Por Pe. João Gomes aa
O ser humano moderno vive num mundo voltado inteiramente para aquilo que se encontra fora de si. Seduzido pelas propostas mercadológicas e midiáticas, ele mergulha facilmente no turbilhão dos afazeres e na luta contra o tempo, tornando-se, não raras vezes, escravo dos seus aspectos mais baixos: ganância, egoísmo, violência, vingança, competição… Neste contexto, a dialética da interioridade agostiniana constitui um método fundamental para responder às inquietações pertinentes a cada pessoa humana.
Santo Agostinho (354-430) é considerado um dos mais destacados Padres da Igreja e a veracidade desta afirmação é sua própria vida, seja considerando a história de sua conversão pessoal à fé cristã ou o serviço que ofereceu à Igreja como Bispo de Hipona durante trinta e quatro anos, tempo em que escreveu copiosamente, combateu heresias e viveu em comunidade com outros cristãos. Dos seus 232 livros, além de inúmeros tratados, sermões e cartas, As Confissões é uma obra fascinante por mostrar a alma inquieta de Agostinho em busca da verdade definitiva, absoluta, que satisfaça sua sede de saber, de crer, de ser amado.
Aos dias atuais a espiritualidade agostiniana constitui uma fonte de águas refrescantes, que alivia a fatiga do ser humano no seu esforço incansável pela busca da felicidade, tantas vezes, por caminhos curvados e superficiais, e aponta para a verdadeira fonte capaz de saciar toda e qualquer sede: “Fizestes-nos Senhor para vós, e inquieto está o nosso coração enquanto não repousar em vós” (Confissões 1,1).
Para Agostinho o caminho que leva a pessoa humana à quietude e ao encontro com Deus é o retorno à interioridade. A interioridade é o recolhimento dentro de si, que faz a pessoa encontrar Deus pelo autoconhecimento: “Que eu me conheça e te conheça, Senhor!” (Solilóquios 2,1). Uma vez mergulhando no seu universo interior, a pessoa é desafiada a ordenar o seu amor, pois somente “quando estão em sua devida ordem, as coisas descansam” (Confissões 13, 9,16). O amor desordenado provoca a confusão ou caos interior. Orientado para Deus, dá identidade à pessoa e promove a comunhão fraterna. Por isso diz Agostinho: “Ame, e faça o que quiseres”… (Tratado sobre a primeira carta de João 7, 8)
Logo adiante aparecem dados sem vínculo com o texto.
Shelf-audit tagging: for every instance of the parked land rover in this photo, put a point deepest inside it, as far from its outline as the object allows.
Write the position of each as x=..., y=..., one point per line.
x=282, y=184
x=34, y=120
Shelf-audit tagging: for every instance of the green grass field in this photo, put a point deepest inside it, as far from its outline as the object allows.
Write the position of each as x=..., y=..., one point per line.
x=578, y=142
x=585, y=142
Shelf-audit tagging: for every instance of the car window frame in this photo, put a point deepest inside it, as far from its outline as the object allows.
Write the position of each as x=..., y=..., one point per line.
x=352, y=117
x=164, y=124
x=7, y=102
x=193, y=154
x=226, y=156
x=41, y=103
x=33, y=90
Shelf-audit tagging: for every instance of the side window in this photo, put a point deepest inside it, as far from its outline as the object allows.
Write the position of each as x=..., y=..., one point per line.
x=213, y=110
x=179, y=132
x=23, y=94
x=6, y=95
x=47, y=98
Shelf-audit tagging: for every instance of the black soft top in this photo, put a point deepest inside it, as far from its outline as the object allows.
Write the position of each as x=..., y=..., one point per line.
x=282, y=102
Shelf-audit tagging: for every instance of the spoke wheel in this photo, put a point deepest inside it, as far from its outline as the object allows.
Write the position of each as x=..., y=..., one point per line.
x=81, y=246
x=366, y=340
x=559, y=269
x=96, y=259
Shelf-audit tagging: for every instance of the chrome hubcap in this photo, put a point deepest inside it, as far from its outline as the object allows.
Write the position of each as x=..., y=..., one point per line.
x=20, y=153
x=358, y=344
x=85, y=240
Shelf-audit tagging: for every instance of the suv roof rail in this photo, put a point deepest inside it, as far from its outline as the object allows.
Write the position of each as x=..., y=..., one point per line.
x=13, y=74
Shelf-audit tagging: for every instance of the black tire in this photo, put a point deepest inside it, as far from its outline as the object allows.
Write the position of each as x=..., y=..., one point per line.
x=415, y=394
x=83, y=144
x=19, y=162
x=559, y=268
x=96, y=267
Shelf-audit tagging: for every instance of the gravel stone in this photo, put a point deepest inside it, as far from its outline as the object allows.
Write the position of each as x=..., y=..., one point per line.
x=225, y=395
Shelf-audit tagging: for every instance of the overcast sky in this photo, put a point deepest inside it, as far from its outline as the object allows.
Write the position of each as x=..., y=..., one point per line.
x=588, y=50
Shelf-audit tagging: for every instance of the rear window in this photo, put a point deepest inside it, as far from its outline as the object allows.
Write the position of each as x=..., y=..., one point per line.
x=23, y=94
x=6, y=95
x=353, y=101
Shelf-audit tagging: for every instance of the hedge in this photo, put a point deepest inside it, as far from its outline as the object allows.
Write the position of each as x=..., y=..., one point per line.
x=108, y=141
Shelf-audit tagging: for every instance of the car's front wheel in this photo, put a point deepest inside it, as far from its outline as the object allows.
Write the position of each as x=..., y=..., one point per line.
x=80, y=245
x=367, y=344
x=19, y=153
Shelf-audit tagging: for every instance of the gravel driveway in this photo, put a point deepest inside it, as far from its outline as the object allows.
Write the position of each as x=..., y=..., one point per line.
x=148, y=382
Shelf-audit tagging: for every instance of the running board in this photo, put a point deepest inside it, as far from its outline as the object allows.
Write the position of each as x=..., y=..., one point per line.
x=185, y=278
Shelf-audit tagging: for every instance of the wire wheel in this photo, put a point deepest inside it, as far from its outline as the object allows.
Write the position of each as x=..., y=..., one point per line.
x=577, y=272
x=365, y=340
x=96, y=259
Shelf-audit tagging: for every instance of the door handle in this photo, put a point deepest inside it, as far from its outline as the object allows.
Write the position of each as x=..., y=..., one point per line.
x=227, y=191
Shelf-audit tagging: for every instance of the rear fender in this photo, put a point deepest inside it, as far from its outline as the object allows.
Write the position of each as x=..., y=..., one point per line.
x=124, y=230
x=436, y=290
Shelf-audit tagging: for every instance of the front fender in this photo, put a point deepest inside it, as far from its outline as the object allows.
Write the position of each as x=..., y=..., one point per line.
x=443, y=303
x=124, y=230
Em tempos de grandes e rápidas transformações, quando o mercado explora o desejo humano, move e seduz o homem para a exterioridade, diluindo o sentido da vida e fragmentando a sua identidade, o cultivo da interioridade, fazendo do amor a verdade que preside as relações e contribui para uma sociedade justa e solidária, poderá configurar-se como uma resposta altamente significativa e iluminadora para os homens e mulheres da atualidade.